In a significant step towards enriching artificial intelligence systems with Quebec’s unique cultural and linguistic heritage, the Bibliothèque et Archives nationales du Québec (BAnQ) has announced the commencement of an experimental programme aimed at creating a comprehensive databank of cultural and governmental content. This initiative, which follows a feasibility study completed earlier this year, seeks to ensure that AI technologies better reflect the province’s diverse society, including its Indigenous languages and cultures.
Addressing Data Gaps in AI
The challenge faced by many generative AI systems is their reliance on limited datasets that often fail to capture the nuances of Quebec’s society and culture. Valérie D’Amour, who oversaw the feasibility study, noted, “All scenarios are a little bit on the table right now. We have a lot of ideas and we want to validate the possibilities with cultural stakeholders, as well as with data owners and providers.” This collaborative approach aims to engage various cultural institutions and data stewards in discussions about the databank’s development.
Marie Grégoire, BAnQ’s president and CEO, emphasised the project’s significance, stating that it aims to ensure AI systems incorporate Quebec-specific references. “That means having Quebec references, whether in small models or large models, whether they come from research or from the business community,” she explained.

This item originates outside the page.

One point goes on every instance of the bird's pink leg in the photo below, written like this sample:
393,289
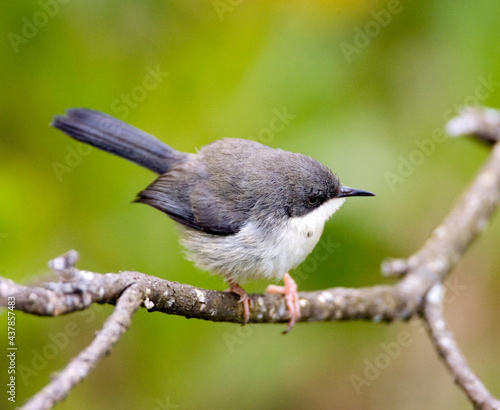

Learning from Global Initiatives
Similar projects have emerged internationally, notably in Sweden, where extensive collections of Nordic-language texts have been compiled to aid the development of generative AI models in Scandinavian languages. BAnQ intends to start with its own collections before exploring data from other sources, reflecting a strategic approach to creating a robust foundation for the databank.

The initiative is rooted in a recommendation from Quebec’s innovation council, which highlighted the scarcity of Quebec-related data in existing AI training datasets. Destiny Tchéhouali, a co-holder of a research chair focused on French-language AI at the Université du Québec à Montréal, pointed out that Quebec’s culture is “underrepresented in the corpora currently circulating in the AI world,” warning of the risks of perpetuating linguistic and cultural biases. He described the proposed databank as “strategic infrastructure” that could help establish guidelines for identifying and cataloguing local content within AI systems.
Protecting Creative Works in the AI Era
As BAnQ develops its databank, concerns regarding copyright issues within the cultural sector have surfaced. However, Grégoire believes the new platform could provide artists with enhanced protection compared to the current landscape, which she likened to “the Wild West.” She stated, “Data is being harvested for free, and that should not be the case.” The databank could serve as a centralised system that facilitates fair compensation for creators whose works are utilised in AI training.
Despite these potential benefits, some artists remain apprehensive. Maxime Harvey, a postdoctoral researcher at the National Institute of Scientific Research, voiced concerns that contributing to AI training systems might ultimately jeopardise their livelihoods. “The main criticism we hear in the field is that, even if artists earn income from it, they are still feeding the beast that will eventually be used to replace contracts they may lose because of AI,” he remarked.
Project Timeline and Funding
The feasibility study outlines an ambitious timeline, with the platform expected to become operational by 2029. However, D’Amour indicated that this timeline will be reassessed following the experimental phase. The project is projected to have a budget of nearly $10.5 million over five years, covering both operational and capital expenses. BAnQ has received $340,000 from the Quebec government for the feasibility study and an additional $750,000 to support the upcoming 12-month experimental phase.

Why it Matters
This initiative from BAnQ represents a crucial endeavour to ensure that Quebec’s rich cultural tapestry is accurately represented in the rapidly evolving domain of artificial intelligence. By collecting and curating local data, this project not only aims to enhance the quality of AI outputs but also seeks to safeguard the livelihoods of creators in the province. As AI continues to shape various facets of society, ensuring that it reflects the unique characteristics of Quebec will be vital in combating cultural erasure and promoting a more inclusive digital future.